Se, invece, l’analizziamo come un Evento, come un’attuazione dell’Idea eterna della Giustizia ugualitaria, allora, il risultato definitivo, fattuale, della Rivoluzione culturale, il suo fallimento catastrofico e il suo capovolgimento nella recente esplosione capitalistica, non esaurisce il reale della Rivoluzione culturale: l’eterna Idea della Rivoluzione culturale sopravvive alle sue sconfitte in una realtà storica e sociale, e continua a guidare la vita spettrale e sotterranea dei fantasmi delle utopie fallite, fantasmi che ossessionano le generazioni future e aspettano pazientemente la loro prossima resurrezione. [...]

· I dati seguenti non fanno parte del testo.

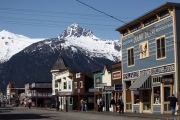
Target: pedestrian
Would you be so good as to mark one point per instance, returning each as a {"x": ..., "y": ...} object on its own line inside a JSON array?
[
  {"x": 85, "y": 105},
  {"x": 29, "y": 104},
  {"x": 82, "y": 104},
  {"x": 112, "y": 104},
  {"x": 101, "y": 104},
  {"x": 98, "y": 106},
  {"x": 173, "y": 100},
  {"x": 121, "y": 105}
]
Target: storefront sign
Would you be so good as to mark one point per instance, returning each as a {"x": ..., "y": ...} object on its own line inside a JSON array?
[
  {"x": 109, "y": 88},
  {"x": 145, "y": 72},
  {"x": 131, "y": 75},
  {"x": 101, "y": 84},
  {"x": 116, "y": 75},
  {"x": 118, "y": 87},
  {"x": 167, "y": 80},
  {"x": 97, "y": 80},
  {"x": 93, "y": 89},
  {"x": 163, "y": 69}
]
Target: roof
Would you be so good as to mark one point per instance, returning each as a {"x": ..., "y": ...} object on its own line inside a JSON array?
[
  {"x": 60, "y": 65},
  {"x": 141, "y": 82},
  {"x": 148, "y": 14},
  {"x": 9, "y": 85}
]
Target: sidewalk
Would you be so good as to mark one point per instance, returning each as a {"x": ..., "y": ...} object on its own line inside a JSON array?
[{"x": 139, "y": 115}]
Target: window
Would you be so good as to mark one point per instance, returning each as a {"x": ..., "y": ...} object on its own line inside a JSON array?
[
  {"x": 157, "y": 95},
  {"x": 144, "y": 49},
  {"x": 136, "y": 97},
  {"x": 160, "y": 46},
  {"x": 81, "y": 84},
  {"x": 164, "y": 14},
  {"x": 130, "y": 56},
  {"x": 150, "y": 20},
  {"x": 98, "y": 80},
  {"x": 70, "y": 100},
  {"x": 69, "y": 85},
  {"x": 65, "y": 85},
  {"x": 125, "y": 32},
  {"x": 157, "y": 80},
  {"x": 136, "y": 27},
  {"x": 75, "y": 85},
  {"x": 78, "y": 75},
  {"x": 56, "y": 84}
]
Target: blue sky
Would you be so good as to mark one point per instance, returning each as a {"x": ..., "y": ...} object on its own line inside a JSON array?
[{"x": 49, "y": 18}]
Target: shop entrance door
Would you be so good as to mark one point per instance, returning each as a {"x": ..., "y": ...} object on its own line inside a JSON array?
[
  {"x": 146, "y": 101},
  {"x": 167, "y": 92}
]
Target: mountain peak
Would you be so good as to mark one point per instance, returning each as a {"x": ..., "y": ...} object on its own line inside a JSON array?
[
  {"x": 74, "y": 30},
  {"x": 6, "y": 34}
]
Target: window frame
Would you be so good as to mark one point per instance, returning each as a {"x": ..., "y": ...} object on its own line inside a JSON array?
[
  {"x": 141, "y": 53},
  {"x": 56, "y": 84},
  {"x": 69, "y": 85},
  {"x": 70, "y": 100},
  {"x": 65, "y": 85},
  {"x": 131, "y": 59},
  {"x": 75, "y": 85},
  {"x": 80, "y": 84},
  {"x": 160, "y": 48}
]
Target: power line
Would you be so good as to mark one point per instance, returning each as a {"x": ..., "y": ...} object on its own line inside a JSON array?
[
  {"x": 35, "y": 12},
  {"x": 100, "y": 11}
]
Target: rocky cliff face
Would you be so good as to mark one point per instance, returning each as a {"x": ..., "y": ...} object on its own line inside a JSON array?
[{"x": 81, "y": 50}]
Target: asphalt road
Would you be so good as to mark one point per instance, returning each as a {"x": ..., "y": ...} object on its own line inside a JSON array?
[{"x": 24, "y": 113}]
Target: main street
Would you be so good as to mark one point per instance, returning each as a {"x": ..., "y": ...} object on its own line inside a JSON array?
[{"x": 23, "y": 113}]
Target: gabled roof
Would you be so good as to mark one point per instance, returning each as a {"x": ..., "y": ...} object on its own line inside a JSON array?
[
  {"x": 106, "y": 67},
  {"x": 9, "y": 85},
  {"x": 60, "y": 65}
]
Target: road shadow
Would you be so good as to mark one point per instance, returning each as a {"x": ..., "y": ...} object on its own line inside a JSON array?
[{"x": 21, "y": 116}]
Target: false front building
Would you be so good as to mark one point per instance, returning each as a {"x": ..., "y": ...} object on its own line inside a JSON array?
[{"x": 150, "y": 55}]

Oggi più che mai si dovrebbe insistere su ciò che Badiou chiama l’Idea «eterna» del comunismo o anche le «invarianti» comuniste – i «quattro fondamentali concetti» al lavoro da Platone in poi attraverso le rivolte millenaristiche medioevali fino al giacobinismo, al leninismo e al maoismo: una giustizia fermamente ugualitaria, un terrore capace di disciplinare, un volontarismo politico e la fiducia nel popolo. Questa matrice non è «sostituita» da nessuna nuova dinamica postmoderna, postindustriale o post-qualunque-altra-cosa vogliate. Comunque, fino a ora, fino al presente momento storico, quest’Idea eterna funziona precisamente come un’Idea platonica che perdura, ritornando ripetutamente dopo ogni sconfitta. Ciò che sta mancando – per dirla in termini filosofici – è il legame privilegiato dell’Idea con un singolare momento storico (allo stesso modo che, nel cristianesimo, l’intero edificio eterno e divino si erge e cade con l’evento contingente della nascita e della morte di Cristo)».
Note:
[1] Citato da «Time», 24 dicembre 2007, p. 2.
[2] Ibidem.
* Questo testo è stato estratto dall'intervento pronunciato in occasione di una conferenza tenutasi a Londra nel maggio 2009 al Birbeck Institute, per iniziativa di Alain Badiou e Slavoj Žižek, dal titolo On the idea of Communism. Gli atti di questo incontro, che hanno visto la partecipazione di alcuni dei principali filosofi contemporanei, sono stati raccolti in un libro che ha visto la pubblicazione in Francia, Spagna e Inghilterra. In Italia, con il titolo L’idea di comunismo, lo stesso libro sarà disponibile nel mese di aprile nel catalogo delle edizioni DeriveApprodi. Segnaliamo che il testo qui riportato non rappresenta la versione integrale dell'intervento.